A single sulfatase is required to access colonic mucin by a gut bacterium.Luis, A.S., Jin, C., Pereira, G.V., Glowacki, R.W.P., Gugel, S.R., Singh, S., Byrne, D.P., Pudlo, N.A., London, J.A., Basle, A., Reihill, M., Oscarson, S., Eyers, P.A., Czjzek, M., Michel, G., Barbeyron, T., Yates, E.A., Hansson, G.C., Karlsson, N.G., Cartmell, A., Martens, E.C.
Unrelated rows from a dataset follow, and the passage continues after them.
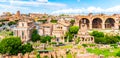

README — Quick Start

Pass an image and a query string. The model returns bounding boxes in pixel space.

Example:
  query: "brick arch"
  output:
[79,18,90,28]
[92,18,103,28]
[104,17,116,29]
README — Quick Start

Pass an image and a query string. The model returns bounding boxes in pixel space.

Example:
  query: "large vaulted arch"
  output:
[79,18,90,28]
[105,18,115,29]
[92,18,102,29]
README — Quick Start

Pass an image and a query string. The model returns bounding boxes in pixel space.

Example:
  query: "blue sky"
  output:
[0,0,120,14]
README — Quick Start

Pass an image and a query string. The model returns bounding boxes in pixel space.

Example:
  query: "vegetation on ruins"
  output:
[116,51,120,57]
[70,19,75,26]
[0,37,33,55]
[36,54,41,58]
[40,36,52,43]
[31,29,40,42]
[86,48,120,58]
[50,19,58,23]
[65,26,79,42]
[8,21,17,26]
[69,26,79,34]
[20,43,33,54]
[91,31,119,44]
[38,20,47,23]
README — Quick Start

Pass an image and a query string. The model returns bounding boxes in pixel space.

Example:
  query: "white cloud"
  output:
[10,1,66,7]
[52,6,120,14]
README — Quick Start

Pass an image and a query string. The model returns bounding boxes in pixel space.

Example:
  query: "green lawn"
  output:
[66,53,72,58]
[86,48,120,58]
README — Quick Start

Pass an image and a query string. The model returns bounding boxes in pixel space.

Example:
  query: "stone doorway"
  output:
[92,18,102,29]
[105,18,115,29]
[79,18,90,29]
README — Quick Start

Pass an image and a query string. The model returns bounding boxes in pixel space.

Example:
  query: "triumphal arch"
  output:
[75,14,120,29]
[75,14,120,43]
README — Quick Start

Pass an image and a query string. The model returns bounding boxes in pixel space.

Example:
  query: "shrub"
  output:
[82,44,88,47]
[116,51,120,57]
[50,20,57,23]
[110,44,118,48]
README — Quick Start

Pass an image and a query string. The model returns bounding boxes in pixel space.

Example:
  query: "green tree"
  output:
[0,37,22,55]
[116,51,120,57]
[21,43,33,54]
[69,26,79,34]
[70,19,75,26]
[31,29,40,42]
[50,19,57,23]
[8,21,17,26]
[91,31,104,37]
[40,36,52,43]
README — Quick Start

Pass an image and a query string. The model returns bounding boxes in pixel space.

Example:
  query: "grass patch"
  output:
[86,48,119,58]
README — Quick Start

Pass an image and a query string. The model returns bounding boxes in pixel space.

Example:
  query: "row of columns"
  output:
[86,18,119,29]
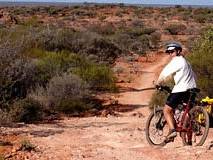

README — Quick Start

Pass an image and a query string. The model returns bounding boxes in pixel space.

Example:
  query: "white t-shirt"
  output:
[158,56,196,93]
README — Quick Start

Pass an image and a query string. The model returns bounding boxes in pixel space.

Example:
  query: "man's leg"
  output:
[163,105,177,138]
[163,105,175,130]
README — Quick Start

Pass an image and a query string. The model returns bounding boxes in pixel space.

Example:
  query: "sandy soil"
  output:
[0,53,213,160]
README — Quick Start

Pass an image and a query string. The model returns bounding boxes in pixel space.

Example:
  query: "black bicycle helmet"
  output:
[166,42,182,53]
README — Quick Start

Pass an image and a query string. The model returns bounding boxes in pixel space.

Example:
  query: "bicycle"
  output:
[145,86,209,146]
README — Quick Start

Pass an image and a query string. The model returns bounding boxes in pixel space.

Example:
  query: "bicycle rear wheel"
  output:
[188,106,209,146]
[145,108,169,146]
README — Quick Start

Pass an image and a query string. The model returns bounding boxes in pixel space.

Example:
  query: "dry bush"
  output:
[165,24,186,35]
[29,73,91,113]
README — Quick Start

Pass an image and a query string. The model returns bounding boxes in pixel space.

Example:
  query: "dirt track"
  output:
[2,54,213,160]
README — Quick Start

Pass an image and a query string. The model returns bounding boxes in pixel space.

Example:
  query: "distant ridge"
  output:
[0,1,213,8]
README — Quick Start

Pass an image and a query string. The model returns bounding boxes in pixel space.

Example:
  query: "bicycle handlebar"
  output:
[155,85,172,93]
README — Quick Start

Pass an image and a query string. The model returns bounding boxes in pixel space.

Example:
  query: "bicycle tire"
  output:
[189,106,210,146]
[145,108,166,146]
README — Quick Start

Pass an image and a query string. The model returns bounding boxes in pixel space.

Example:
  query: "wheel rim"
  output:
[148,110,168,145]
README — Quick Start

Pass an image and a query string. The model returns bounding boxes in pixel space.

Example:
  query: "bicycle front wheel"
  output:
[189,106,209,146]
[145,108,169,146]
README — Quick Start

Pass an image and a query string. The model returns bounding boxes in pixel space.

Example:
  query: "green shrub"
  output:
[29,73,91,113]
[74,63,116,91]
[9,98,43,123]
[188,27,213,97]
[165,24,186,35]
(2021) Nature 598: 332-337
- PubMed: 34616040
- DOI: https://doi.org/10.1038/s41586-021-03967-5
- Primary Citation of Related Structures:
7ALL, 7AN1, 7ANA, 7ANB, 7OQD
- PubMed Abstract:
Humans have co-evolved with a dense community of microbial symbionts that inhabit the lower intestine. In the colon, secreted mucus creates a barrier that separates these microorganisms from the intestinal epithelium 1 . Some gut bacteria are able to utilize mucin glycoproteins, the main mucus component, as a nutrient source. However, it remains unclear which bacterial enzymes initiate degradation of the complex O-glycans found in mucins. In the distal colon, these glycans are heavily sulfated, but specific sulfatases that are active on colonic mucins have not been identified. Here we show that sulfatases are essential to the utilization of distal colonic mucin O-glycans by the human gut symbiont Bacteroides thetaiotaomicron. We characterized the activity of 12 different sulfatases produced by this species, showing that they are collectively active on all known sulfate linkages in O-glycans. Crystal structures of three enzymes provide mechanistic insight into the molecular basis of substrate specificity. Unexpectedly, we found that a single sulfatase is essential for utilization of sulfated O-glycans in vitro and also has a major role in vivo. Our results provide insight into the mechanisms of mucin degradation by a prominent group of gut bacteria, an important process for both normal microbial gut colonization 2 and diseases such as inflammatory bowel disease 3 .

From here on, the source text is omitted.